Coarse-grain simulations of mechanically induced transformations in supported lipid bilayers and micelles at heterointerfaces

Supported lipid bilayers (SLBs) mimicking biological membranes are synthetic surface biosystems with a great potential for fundamental biophysical studies and applied biomedical research. One of the most important parameters among those influencing the behaviour of biological and biomimetic SLBs is their lipid composition, in turn determining their mechanical characteristics. Atomic Force Microscopy (AFM)-based Force Spectroscopy performed in liquid is an ideal tool for the nanoscale mechanical investigation of SLBs. Force-displacement curves clearly show the sequential compression of each of the two lipid layer. Finer details suggest that the lipid layer can undergo to a phase transition under the influence of the tip-induced local pressure. Nevertheless, lack of atomic resolution in AFM measurements hinders the full understanding of this phenomenon.
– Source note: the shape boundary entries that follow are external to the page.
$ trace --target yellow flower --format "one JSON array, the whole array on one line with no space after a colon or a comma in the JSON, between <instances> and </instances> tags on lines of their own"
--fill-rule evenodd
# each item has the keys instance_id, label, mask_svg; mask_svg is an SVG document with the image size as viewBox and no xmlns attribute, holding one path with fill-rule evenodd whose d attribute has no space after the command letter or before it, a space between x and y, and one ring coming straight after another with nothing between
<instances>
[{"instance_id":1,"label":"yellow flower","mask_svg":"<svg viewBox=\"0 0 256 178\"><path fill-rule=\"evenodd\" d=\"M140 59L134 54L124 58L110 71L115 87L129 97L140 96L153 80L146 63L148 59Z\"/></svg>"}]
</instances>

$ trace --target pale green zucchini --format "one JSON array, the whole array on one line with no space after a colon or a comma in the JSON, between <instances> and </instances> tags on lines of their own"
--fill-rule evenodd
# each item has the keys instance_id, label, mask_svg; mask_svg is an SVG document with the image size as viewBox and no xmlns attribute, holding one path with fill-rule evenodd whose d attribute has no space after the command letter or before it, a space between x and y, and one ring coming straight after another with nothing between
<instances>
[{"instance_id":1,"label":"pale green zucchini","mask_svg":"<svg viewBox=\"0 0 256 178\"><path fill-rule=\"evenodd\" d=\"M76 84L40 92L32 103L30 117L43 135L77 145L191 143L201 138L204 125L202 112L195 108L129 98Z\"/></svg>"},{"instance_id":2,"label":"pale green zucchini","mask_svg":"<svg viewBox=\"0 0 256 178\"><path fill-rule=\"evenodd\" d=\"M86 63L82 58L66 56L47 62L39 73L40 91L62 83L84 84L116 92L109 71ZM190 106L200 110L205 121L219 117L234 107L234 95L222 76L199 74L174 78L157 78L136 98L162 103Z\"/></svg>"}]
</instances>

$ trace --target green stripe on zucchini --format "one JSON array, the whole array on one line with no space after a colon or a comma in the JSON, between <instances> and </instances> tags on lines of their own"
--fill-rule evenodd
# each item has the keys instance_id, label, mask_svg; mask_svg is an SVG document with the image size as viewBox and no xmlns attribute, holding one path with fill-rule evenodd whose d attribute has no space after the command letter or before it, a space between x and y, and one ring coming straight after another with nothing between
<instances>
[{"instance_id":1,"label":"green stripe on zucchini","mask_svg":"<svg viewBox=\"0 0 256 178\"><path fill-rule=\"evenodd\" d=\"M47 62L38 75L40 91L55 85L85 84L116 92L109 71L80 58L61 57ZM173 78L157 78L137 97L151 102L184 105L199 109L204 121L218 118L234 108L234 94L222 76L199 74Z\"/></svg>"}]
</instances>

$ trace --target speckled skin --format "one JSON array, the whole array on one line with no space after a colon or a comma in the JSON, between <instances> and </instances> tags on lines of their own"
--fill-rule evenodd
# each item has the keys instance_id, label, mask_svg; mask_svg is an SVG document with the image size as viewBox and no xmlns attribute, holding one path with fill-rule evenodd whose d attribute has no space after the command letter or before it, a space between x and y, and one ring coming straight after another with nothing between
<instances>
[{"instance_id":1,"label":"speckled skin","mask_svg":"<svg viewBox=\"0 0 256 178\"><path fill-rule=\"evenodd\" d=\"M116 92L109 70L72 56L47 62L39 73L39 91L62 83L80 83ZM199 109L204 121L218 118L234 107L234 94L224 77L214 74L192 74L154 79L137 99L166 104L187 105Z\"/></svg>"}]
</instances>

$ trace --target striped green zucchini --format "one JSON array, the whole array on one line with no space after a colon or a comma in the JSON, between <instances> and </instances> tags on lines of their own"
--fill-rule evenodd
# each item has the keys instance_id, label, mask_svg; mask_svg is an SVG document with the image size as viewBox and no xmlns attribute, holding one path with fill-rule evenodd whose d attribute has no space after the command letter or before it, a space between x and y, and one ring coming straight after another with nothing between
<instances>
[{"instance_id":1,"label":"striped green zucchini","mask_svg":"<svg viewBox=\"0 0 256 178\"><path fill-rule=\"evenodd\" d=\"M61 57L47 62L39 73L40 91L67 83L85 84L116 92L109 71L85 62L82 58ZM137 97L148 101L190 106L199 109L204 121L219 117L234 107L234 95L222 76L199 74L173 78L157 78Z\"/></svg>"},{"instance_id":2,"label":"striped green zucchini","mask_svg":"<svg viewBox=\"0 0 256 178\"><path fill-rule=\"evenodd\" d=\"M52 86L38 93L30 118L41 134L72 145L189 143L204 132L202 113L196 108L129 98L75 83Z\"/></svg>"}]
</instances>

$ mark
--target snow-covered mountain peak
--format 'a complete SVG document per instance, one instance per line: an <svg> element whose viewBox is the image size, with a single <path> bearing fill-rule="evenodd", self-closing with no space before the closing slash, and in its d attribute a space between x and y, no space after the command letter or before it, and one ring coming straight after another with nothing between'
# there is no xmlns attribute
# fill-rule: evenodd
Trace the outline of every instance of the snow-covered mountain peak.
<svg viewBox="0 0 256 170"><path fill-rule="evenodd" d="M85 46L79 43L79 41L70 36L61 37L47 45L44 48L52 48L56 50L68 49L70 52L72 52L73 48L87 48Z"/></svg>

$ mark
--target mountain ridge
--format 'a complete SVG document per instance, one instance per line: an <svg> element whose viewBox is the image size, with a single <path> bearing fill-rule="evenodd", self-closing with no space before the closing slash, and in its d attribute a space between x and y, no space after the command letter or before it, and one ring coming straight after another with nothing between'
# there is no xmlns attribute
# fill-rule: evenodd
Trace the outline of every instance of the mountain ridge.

Quasi-atomistic coarse-grain (CG) computational simulations have been proven to be an essential tool for the study of the mechanical properties of complex lipid assemblies[1]. Allowing to span much larger time and size domains when compared to normal atomistic simulations, CG simulations enable the investigation of complex bio-inspired systems. In particular, the well-established CG MARTINI[2] force field has been extensively employed to model the mechanical properties of lipid membranes. In this work, we perform large scale CG simulations of SLBs of different composition deposited on prototypical supporting surfaces. We show that computational simulations are able to discriminate between mechanical response of SLBs composed of lipids with different degree of saturation in the lipophilic tails and to reproduce the behaviour of mixed structures. Lastly, we show how these results are easily ported to more complex systems in which the bilayer is topologically closed such as synthetic nano-micelles. The results achieved for these prototypical structures, pave the way for simulating more realistic biological systems like extracellular vesicles. References: [1] H. I. Ingólfsson, C. Arnarez, X. Periole, S. J. Marrink, Journal of Cell Science, (2016), 0, 1-12. [2] D. H. de Jong, G. Singh, W. F. D. Bennett et al., Journal of Chemical Theory and Computation, (2013), 9, 687-697.